Glodia doit passer dans un mois sa certification intermédiaire BEP, qui lui permettra de poursuivre sa formation et de valider un bac pro « hygiène, propreté et stérilisation » l’an prochain. Médie, sa grande sœur, en terminale à la Maison familiale et rurale de Belleville, n’est qu’à quelques semaines des épreuves du Bac.

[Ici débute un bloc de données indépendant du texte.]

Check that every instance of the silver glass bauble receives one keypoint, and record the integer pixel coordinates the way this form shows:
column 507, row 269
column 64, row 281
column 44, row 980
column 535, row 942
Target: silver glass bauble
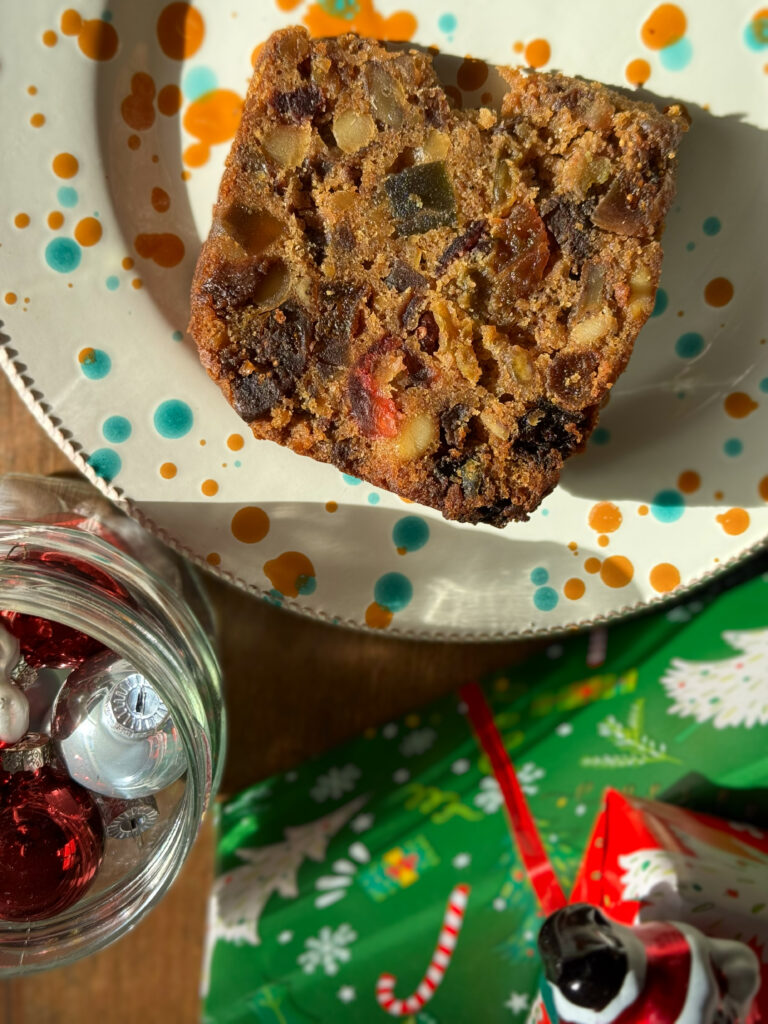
column 114, row 732
column 14, row 708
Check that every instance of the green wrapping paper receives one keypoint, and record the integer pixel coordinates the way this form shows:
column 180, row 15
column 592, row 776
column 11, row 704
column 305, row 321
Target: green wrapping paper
column 339, row 871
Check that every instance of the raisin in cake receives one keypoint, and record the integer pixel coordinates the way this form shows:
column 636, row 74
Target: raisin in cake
column 434, row 300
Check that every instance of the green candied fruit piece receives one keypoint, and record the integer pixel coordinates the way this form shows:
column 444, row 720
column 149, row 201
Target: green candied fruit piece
column 421, row 198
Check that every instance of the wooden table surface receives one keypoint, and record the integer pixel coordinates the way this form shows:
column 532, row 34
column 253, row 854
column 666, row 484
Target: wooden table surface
column 294, row 687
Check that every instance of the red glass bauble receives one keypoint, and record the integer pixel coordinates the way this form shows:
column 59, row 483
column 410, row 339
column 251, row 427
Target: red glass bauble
column 44, row 642
column 51, row 843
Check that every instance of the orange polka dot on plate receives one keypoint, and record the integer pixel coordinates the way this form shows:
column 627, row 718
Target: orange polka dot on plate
column 65, row 165
column 88, row 231
column 605, row 517
column 665, row 578
column 250, row 524
column 738, row 404
column 573, row 589
column 538, row 52
column 180, row 30
column 665, row 26
column 719, row 292
column 637, row 72
column 616, row 571
column 734, row 521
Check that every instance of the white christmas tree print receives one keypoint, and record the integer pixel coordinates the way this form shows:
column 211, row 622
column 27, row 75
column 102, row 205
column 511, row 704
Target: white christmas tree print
column 637, row 748
column 722, row 890
column 240, row 895
column 730, row 692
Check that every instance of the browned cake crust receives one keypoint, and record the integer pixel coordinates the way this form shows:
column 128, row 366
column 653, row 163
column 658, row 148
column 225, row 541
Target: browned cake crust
column 434, row 300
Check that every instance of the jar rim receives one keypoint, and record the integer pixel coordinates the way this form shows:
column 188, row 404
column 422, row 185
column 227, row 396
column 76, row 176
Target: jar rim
column 148, row 624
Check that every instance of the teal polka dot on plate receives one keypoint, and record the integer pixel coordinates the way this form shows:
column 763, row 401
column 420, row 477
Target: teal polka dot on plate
column 105, row 464
column 173, row 419
column 663, row 300
column 117, row 429
column 678, row 55
column 545, row 598
column 94, row 363
column 689, row 345
column 668, row 506
column 756, row 34
column 198, row 81
column 411, row 532
column 67, row 196
column 393, row 591
column 62, row 255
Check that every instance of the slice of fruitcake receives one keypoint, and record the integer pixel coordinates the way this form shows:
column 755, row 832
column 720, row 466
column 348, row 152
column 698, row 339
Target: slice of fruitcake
column 434, row 300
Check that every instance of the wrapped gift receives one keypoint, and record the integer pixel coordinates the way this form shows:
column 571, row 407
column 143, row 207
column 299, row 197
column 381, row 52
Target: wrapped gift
column 383, row 879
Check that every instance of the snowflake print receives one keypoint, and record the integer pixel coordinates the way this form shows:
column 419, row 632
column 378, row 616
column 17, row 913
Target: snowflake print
column 489, row 798
column 517, row 1003
column 328, row 949
column 335, row 783
column 418, row 741
column 334, row 887
column 527, row 775
column 361, row 823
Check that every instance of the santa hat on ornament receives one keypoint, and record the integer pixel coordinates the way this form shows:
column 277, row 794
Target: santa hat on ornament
column 598, row 971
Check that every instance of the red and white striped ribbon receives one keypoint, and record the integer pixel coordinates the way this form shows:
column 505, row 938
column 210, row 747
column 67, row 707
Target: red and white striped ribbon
column 446, row 940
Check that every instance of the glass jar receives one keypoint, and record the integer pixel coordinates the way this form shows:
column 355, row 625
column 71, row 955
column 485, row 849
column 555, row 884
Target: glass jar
column 68, row 556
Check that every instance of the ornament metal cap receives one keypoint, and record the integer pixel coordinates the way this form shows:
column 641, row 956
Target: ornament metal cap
column 128, row 818
column 31, row 754
column 134, row 709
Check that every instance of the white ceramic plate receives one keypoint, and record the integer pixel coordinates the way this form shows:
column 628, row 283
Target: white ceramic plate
column 93, row 299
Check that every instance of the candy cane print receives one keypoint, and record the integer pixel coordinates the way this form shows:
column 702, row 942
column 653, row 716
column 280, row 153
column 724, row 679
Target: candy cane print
column 446, row 940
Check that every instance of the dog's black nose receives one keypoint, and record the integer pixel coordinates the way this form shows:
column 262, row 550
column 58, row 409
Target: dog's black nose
column 583, row 955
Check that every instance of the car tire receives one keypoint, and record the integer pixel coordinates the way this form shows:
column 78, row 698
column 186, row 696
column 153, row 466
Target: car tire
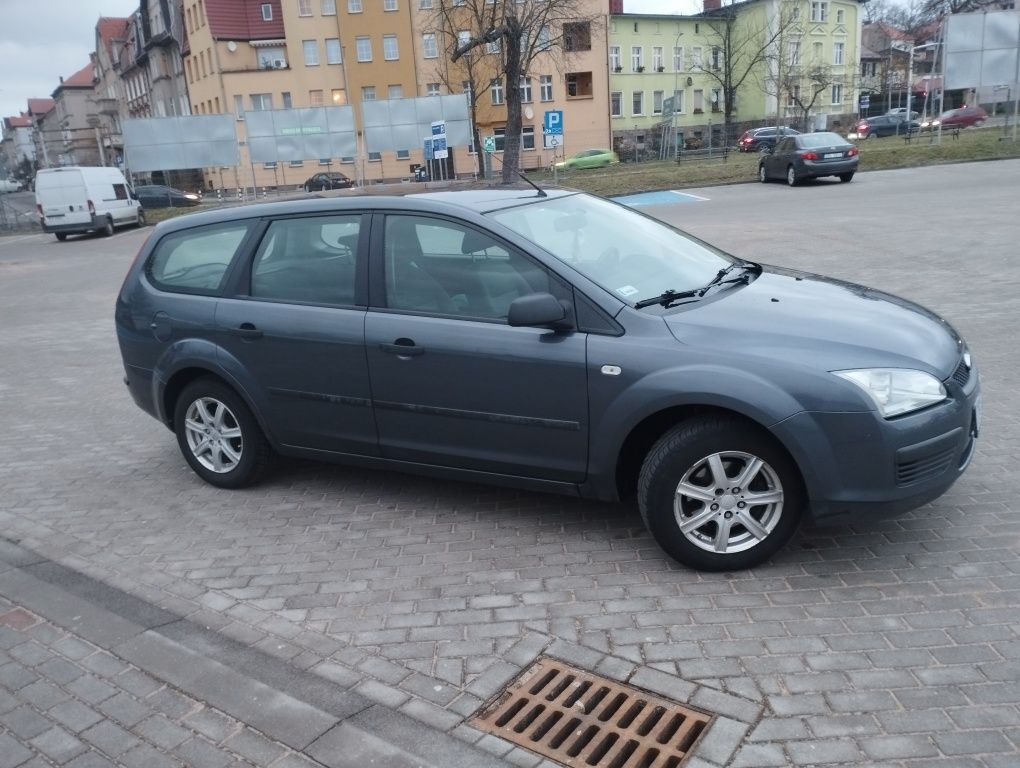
column 218, row 434
column 689, row 499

Rappel à l’idéal républicain
« Nous n’avons pas à nous préoccuper de prétendus problèmes d’identité, mais de garantir l’égalité d’accès à l’instruction, à la formation professionnelle et à la culture inscrite dans notre Constitution » écrivent les enseignants et les personnels d’Hélène-Boucher à la rectrice d’académie, arguant également de la Convention internationale des droits de l’enfant. « Nous ne nous immiscerons pas dans la procédure judiciaire en cours, en tant qu’enseignants et personnels de l’éducation nationale. Mais c’est bien en tant que tels et fiers d’accomplir notre mission éducative dans le cadre de l’idéal républicain que nous sollicitons votre bienveillante intervention à fin de laisser l’opportunité à Glodia et Médie de continuer leur scolarité, d’obtenir leur baccalauréat et de poursuivre leurs démarches citoyennes », concluent-ils.
RENARD
3 mai 2017 à 18 h 06 min
Ces 2 jeunes doivent rester en France pour continuer leurs études qui leur donneront un métier. Ensuite, ce seront à elles de décider de leurs choix.